'Cunta Belgesini Elde Ettim Ve Devletin Başına Verdim'

Bülent Orakoğlu: ‘’Ben devletin istihbarat daire başkanı olarak bir cunta belgesini elde ettim ve bunu devletin başına verdim''

'Cunta Belgesini Elde Ettim Ve Devletin Başına Verdim'
Türkiye gündemini Başbakan Erdoğan’ın Çin gezisine ve Suriye’deki krize çevirmişken Perşembe sabahı tüm yurtta 28 Şubat fırtınası esmeye başladı. 28 Şubat soruşturması kapsamında dönemin Genelkurmay 2. Başkanı Çevik Bir gözaltına alındı, birçok adreste arama yapıldı.

28 Şubat soruşturmasının devam ettiği şu günlerde konuyla ilgili çarpıcı bir açıklama Batı Çalışma Grubu’nu ortaya çıkardıktan sonra “Köstebek” suçlamasıyla tutuklanan eski Emniyet Genel Müdürlüğü İstihbarat Daire Başkanı Bülent Orakoğlu'ndan  geldi. Bülent Orakoğlu, dönemim Cumhurbaşkanı Süleyman Demirel’in süreçteki rolüne dikkat çekerek, ‘’Cunta belgesini elde ettim ve devletin başına verdim’’ dedi.

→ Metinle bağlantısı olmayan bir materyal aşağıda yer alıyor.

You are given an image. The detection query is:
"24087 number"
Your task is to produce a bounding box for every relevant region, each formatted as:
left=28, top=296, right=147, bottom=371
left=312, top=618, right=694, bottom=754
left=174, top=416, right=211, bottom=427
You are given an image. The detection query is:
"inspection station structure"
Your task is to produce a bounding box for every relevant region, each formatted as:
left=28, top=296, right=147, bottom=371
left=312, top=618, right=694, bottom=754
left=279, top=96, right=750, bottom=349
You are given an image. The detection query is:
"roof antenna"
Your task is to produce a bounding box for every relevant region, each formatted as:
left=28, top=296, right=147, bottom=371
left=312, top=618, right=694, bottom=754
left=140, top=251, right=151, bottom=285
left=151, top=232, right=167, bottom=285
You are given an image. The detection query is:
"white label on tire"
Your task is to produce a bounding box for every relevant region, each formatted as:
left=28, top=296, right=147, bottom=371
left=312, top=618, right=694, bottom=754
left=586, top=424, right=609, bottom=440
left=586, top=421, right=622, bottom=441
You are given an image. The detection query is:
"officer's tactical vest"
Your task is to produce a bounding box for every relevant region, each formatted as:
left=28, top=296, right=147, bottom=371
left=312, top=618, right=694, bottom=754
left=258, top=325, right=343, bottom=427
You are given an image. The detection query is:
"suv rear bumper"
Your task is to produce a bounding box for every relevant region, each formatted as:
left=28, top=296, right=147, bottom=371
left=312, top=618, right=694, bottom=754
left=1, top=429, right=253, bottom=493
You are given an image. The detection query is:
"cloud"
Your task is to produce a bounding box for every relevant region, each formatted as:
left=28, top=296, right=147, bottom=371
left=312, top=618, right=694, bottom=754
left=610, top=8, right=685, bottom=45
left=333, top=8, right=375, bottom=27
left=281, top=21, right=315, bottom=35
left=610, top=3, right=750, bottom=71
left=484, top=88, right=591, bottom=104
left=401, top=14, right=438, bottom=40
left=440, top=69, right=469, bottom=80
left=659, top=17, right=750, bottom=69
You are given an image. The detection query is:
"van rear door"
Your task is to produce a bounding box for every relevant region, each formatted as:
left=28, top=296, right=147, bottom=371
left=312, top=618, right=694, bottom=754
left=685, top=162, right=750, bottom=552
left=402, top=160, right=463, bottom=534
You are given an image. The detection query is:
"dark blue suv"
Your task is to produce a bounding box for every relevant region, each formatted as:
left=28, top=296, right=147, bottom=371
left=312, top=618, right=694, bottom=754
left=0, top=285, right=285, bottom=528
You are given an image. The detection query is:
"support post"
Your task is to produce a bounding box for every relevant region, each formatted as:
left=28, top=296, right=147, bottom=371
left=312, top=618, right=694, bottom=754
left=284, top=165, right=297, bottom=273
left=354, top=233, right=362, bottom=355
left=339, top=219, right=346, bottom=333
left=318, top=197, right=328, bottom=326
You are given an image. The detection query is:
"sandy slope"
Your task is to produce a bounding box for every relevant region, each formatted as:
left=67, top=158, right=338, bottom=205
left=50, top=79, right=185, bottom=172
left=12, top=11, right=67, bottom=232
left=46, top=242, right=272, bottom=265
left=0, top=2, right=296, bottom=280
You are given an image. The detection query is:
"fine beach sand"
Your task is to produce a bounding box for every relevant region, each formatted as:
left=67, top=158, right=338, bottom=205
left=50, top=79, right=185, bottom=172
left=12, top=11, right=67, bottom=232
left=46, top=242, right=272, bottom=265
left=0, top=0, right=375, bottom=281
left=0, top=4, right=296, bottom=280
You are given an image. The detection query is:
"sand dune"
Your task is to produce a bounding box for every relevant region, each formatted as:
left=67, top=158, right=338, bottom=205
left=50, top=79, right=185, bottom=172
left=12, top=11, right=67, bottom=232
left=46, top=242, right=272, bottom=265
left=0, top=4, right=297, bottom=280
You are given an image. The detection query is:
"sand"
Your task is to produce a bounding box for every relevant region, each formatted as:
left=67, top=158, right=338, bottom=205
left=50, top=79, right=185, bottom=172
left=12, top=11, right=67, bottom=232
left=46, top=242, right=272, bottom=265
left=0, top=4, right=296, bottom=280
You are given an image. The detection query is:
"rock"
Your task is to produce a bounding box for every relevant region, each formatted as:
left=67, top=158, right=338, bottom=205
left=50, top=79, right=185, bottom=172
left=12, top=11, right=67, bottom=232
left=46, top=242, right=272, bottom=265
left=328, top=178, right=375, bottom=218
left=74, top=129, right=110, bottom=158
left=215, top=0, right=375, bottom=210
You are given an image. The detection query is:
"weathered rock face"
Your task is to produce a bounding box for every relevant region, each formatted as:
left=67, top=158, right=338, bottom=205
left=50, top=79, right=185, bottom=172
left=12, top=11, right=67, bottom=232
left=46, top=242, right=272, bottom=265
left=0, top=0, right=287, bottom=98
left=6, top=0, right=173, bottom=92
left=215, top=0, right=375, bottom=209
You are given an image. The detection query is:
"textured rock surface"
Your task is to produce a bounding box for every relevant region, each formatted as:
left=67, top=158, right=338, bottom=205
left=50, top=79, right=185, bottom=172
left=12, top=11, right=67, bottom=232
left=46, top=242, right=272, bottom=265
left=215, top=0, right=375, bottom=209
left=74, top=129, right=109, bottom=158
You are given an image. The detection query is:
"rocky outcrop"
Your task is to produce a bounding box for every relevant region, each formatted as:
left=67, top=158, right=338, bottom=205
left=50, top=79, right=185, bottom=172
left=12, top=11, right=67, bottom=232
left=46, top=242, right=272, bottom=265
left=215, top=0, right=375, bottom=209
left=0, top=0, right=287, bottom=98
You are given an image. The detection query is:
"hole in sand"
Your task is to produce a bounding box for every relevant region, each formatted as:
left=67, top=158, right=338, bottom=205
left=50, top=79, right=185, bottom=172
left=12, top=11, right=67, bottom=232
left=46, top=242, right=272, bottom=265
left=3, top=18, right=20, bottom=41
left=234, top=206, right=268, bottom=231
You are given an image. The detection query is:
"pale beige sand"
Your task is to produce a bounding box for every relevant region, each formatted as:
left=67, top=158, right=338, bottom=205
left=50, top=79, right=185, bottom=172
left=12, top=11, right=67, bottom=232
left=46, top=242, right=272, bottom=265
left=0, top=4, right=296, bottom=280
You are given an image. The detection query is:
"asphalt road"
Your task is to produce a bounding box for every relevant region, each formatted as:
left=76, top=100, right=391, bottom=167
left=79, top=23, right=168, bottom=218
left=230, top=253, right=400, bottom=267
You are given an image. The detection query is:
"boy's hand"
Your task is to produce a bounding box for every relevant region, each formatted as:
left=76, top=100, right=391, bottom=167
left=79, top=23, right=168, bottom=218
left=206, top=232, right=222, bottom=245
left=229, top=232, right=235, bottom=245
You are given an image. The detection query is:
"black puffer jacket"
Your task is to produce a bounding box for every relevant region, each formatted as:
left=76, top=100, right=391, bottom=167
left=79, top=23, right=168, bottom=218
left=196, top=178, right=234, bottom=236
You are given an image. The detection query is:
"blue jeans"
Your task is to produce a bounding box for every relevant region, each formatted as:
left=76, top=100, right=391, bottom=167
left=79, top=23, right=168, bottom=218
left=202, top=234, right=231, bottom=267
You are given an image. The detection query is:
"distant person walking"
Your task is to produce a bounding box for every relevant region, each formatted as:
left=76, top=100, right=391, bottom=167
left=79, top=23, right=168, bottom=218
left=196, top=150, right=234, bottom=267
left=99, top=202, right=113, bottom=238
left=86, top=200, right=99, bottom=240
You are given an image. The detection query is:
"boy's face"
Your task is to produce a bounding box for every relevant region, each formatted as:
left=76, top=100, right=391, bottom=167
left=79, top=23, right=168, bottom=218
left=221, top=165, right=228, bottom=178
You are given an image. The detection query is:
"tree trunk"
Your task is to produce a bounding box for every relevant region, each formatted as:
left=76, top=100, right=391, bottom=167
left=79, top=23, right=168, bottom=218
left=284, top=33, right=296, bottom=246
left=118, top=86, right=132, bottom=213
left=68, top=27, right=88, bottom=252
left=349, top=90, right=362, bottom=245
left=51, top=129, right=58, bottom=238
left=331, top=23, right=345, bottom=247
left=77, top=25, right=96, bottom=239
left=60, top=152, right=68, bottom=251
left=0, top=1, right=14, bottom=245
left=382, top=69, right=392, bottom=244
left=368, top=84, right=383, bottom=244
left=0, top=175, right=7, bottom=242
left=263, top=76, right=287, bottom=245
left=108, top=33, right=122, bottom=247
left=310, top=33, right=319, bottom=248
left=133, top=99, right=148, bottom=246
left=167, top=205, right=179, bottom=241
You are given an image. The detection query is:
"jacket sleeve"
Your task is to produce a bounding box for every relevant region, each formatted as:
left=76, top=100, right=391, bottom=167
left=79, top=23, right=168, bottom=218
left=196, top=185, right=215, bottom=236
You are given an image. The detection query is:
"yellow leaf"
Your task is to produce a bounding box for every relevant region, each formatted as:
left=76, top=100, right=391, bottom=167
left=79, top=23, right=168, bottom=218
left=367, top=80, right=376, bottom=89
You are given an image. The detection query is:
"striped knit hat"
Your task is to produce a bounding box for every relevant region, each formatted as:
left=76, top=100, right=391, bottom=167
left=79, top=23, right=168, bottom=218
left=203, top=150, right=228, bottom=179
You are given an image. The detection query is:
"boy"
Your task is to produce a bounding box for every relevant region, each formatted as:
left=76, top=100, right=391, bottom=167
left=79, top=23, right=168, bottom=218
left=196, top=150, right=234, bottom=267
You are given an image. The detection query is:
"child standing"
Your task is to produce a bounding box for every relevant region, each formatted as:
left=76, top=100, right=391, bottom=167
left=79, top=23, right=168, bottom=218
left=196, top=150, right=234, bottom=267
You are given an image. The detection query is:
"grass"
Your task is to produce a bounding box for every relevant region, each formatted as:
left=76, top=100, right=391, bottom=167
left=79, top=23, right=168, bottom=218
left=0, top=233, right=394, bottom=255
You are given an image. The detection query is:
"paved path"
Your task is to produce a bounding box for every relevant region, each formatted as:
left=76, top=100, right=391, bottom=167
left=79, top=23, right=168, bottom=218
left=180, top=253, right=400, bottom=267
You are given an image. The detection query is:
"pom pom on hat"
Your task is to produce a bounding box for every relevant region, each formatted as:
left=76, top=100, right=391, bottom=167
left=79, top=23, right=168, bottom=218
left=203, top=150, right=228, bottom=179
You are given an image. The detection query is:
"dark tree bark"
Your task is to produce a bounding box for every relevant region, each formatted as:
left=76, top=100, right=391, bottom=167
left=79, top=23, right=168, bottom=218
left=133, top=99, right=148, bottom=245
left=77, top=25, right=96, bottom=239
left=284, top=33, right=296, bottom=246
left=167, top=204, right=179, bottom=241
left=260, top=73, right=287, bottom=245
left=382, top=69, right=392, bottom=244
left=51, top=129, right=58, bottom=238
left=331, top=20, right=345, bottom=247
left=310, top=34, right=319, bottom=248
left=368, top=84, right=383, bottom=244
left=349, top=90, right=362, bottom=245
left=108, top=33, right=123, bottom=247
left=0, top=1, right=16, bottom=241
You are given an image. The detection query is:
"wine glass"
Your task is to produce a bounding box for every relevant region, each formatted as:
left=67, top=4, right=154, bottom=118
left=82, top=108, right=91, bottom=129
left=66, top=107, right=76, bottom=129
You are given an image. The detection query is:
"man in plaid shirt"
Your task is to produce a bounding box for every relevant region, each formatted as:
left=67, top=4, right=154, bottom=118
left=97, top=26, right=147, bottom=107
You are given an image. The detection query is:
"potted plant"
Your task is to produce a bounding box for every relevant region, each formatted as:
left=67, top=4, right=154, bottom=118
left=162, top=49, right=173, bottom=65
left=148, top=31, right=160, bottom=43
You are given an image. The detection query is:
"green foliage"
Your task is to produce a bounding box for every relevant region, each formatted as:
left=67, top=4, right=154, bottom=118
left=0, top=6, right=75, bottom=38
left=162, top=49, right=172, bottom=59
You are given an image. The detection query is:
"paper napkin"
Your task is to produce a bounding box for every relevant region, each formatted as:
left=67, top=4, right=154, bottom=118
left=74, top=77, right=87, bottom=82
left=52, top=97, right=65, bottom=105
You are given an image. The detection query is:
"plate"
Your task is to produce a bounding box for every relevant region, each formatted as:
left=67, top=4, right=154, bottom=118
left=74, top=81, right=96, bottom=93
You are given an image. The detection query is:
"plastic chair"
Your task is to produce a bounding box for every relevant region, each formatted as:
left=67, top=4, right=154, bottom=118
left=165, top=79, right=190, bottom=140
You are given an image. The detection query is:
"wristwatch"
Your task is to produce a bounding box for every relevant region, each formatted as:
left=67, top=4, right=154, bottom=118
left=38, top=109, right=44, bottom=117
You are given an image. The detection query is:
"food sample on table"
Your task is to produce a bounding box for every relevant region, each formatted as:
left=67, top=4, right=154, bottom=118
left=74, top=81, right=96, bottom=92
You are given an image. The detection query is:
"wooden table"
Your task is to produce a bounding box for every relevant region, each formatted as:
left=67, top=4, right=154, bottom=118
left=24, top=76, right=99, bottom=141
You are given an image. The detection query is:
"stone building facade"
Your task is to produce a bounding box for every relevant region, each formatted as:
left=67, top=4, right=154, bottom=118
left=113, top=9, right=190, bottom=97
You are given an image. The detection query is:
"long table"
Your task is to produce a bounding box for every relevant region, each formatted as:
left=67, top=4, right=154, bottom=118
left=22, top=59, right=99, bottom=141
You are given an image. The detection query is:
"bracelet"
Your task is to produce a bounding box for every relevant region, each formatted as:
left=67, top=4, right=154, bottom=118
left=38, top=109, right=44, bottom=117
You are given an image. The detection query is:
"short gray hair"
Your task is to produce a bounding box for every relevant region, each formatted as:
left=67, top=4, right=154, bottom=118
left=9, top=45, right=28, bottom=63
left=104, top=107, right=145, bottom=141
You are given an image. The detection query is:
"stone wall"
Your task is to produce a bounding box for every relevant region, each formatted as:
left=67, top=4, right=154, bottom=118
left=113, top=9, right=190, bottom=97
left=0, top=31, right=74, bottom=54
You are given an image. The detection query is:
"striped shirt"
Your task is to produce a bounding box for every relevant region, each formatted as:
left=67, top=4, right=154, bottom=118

Beyaz Tv ekranlarında Metin Özkan ve Deniz Güçer’in sunumuyla yayınlanan Ne Var Ne Yok isimli programın bugünkü konuğu 28 şubat döneminin İstihbarat Daire Başkanı Bülent Orakoğlu’ydu. Orakoğlu, 28 Şubat döneminin ve soruşturmasının masaya yatırıldığı programda dikkat çekici açıklamalarda bulundu.

28 Şubat darbesinin yanı sıra BÇG’nun faliyetlerinde ve irtica ile mücadeleyle ilgili emirlerin altında Çevik Bir’in imzası olduğunu belirten Orakoğlu, ‘Burada asıl önemli olan yaşananların perde arkasını çıkarabilmek. Düz görüntüyü herkes görebiliyor. Büyük fotoğrafı görmemiz gerek’’dedi. Böyle bir fırsatın elimizde olduğuna dikkat çeken Orakoğlu, 12 Eylül’e ilgili bunu zor çıkarabiliriz. Ama 28 Şubat’la ilgili iç ve dış ayaklar belli. Darbeciler gibi darbecilerden daha fazla öne çıkan sermaye grupları da belli. ‘’şeklinde konuştu.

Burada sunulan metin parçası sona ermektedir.